In May 2025, at TechCrunch's StrictlyVC London, De Rycker laid out where she stands on European tech's AI moment. The title of her talk could have been its own manifesto: Build, Don't Bind.

"Now that Europe is being left to fend for itself in multiple ways, we need to be self-sufficient, we need to be sovereign." She is not dismissive of regulation - she advocates specifically for the "28th regime," a framework that would let companies incorporate under a single set of unified EU rules instead of navigating 27 different national systems. The issue, she says, is not regulation per se. It is overbroad, badly calibrated enforcement that penalizes building.

She sees the AI application layer as Europe's lane. Not the foundational model race - that is a capital game that does not suit venture economics. But the companies using AI to rebuild how industries work: legal, healthcare, finance, logistics, education. Those are European strengths, and she is already writing cheques there.

Having sourced deals from Bucharest, Vilnius, Barcelona, Stockholm, and Mumbai, she is not interested in geography as a limitation. She is interested in founders, wherever they are. The 45-city portfolio is the proof.

Where it started

Bryn Mawr College
B.A. Economics, 1991-1995
Magna cum laude. With Honors.

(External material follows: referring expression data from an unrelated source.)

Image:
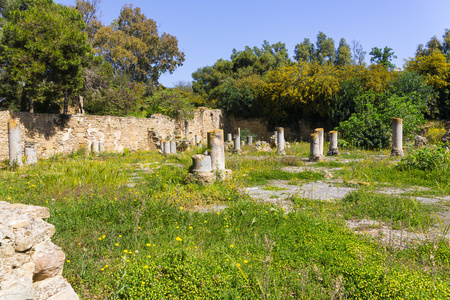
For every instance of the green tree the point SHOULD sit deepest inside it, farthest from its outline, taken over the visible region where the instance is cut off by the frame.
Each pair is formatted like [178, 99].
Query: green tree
[325, 51]
[132, 45]
[44, 49]
[89, 10]
[344, 56]
[383, 57]
[358, 53]
[305, 51]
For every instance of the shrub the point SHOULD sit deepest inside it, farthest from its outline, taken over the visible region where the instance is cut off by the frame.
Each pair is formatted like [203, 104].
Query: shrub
[370, 125]
[125, 100]
[169, 102]
[435, 133]
[425, 159]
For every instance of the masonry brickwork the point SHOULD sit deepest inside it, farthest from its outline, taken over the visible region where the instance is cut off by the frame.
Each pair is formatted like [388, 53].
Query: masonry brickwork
[54, 133]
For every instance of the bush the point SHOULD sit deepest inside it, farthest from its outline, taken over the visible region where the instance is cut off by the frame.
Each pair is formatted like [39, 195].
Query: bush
[370, 125]
[426, 159]
[435, 133]
[125, 100]
[169, 102]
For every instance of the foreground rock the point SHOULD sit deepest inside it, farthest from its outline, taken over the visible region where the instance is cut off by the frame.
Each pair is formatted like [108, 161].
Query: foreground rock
[30, 264]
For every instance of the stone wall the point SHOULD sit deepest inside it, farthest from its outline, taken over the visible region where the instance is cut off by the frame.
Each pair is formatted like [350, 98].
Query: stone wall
[54, 133]
[30, 264]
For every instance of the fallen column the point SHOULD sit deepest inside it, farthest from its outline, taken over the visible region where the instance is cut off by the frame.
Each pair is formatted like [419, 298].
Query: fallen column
[237, 140]
[173, 147]
[167, 147]
[249, 140]
[95, 147]
[321, 135]
[280, 141]
[30, 153]
[15, 144]
[217, 152]
[397, 137]
[333, 144]
[198, 140]
[314, 147]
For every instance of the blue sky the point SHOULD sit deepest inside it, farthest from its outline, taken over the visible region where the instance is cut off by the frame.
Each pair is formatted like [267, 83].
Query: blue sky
[209, 30]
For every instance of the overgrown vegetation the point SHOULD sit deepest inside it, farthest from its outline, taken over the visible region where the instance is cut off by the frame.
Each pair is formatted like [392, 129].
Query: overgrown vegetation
[131, 227]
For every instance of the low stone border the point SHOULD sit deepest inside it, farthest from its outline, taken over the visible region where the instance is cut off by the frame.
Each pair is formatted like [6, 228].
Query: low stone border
[30, 264]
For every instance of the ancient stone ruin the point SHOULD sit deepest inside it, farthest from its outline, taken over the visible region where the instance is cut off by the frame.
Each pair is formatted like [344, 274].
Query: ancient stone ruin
[206, 168]
[397, 137]
[333, 144]
[30, 264]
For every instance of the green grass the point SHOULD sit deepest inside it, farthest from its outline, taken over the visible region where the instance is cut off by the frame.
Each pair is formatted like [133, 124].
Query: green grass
[149, 242]
[399, 212]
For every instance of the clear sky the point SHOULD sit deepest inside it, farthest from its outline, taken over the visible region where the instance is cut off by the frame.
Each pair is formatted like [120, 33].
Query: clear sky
[209, 29]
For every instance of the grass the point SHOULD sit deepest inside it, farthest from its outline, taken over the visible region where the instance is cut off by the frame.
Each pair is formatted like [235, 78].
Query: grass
[148, 241]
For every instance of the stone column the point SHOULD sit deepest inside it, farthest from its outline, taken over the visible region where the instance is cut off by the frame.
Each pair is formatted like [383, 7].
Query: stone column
[216, 148]
[237, 140]
[173, 147]
[15, 144]
[95, 147]
[314, 147]
[320, 132]
[280, 141]
[201, 163]
[198, 140]
[30, 155]
[167, 147]
[397, 137]
[333, 144]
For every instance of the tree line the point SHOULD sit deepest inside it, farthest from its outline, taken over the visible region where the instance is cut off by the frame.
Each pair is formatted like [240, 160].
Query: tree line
[51, 54]
[332, 85]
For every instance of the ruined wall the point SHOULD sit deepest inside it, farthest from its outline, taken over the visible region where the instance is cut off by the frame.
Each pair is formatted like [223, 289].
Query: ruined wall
[54, 133]
[30, 264]
[257, 126]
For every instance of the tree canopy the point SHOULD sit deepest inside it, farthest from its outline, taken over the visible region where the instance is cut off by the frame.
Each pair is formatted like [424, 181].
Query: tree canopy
[132, 45]
[43, 49]
[383, 57]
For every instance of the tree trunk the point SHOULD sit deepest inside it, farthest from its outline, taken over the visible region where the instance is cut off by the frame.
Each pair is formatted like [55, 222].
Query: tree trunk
[31, 106]
[66, 102]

Full merit scholarship - won from Mumbai, which tells you something about the distance she was already willing to travel. One of the Seven Sisters colleges in Pennsylvania.
Harvard Business School
MBA, 1998-2000
Concentration in Entrepreneurship. She walked out of HBS and into a venture firm in London - not Silicon Valley, not New York. London, in 2000, when European tech was still finding its legs.
Goldman Sachs M&A
1995-1998, New York
Between Bryn Mawr and Harvard, she was co-founding the Business Development Group at Goldman's M&A division - a unit focused on sourcing acquisitions for Fortune 50 companies. Not exactly a quiet interval.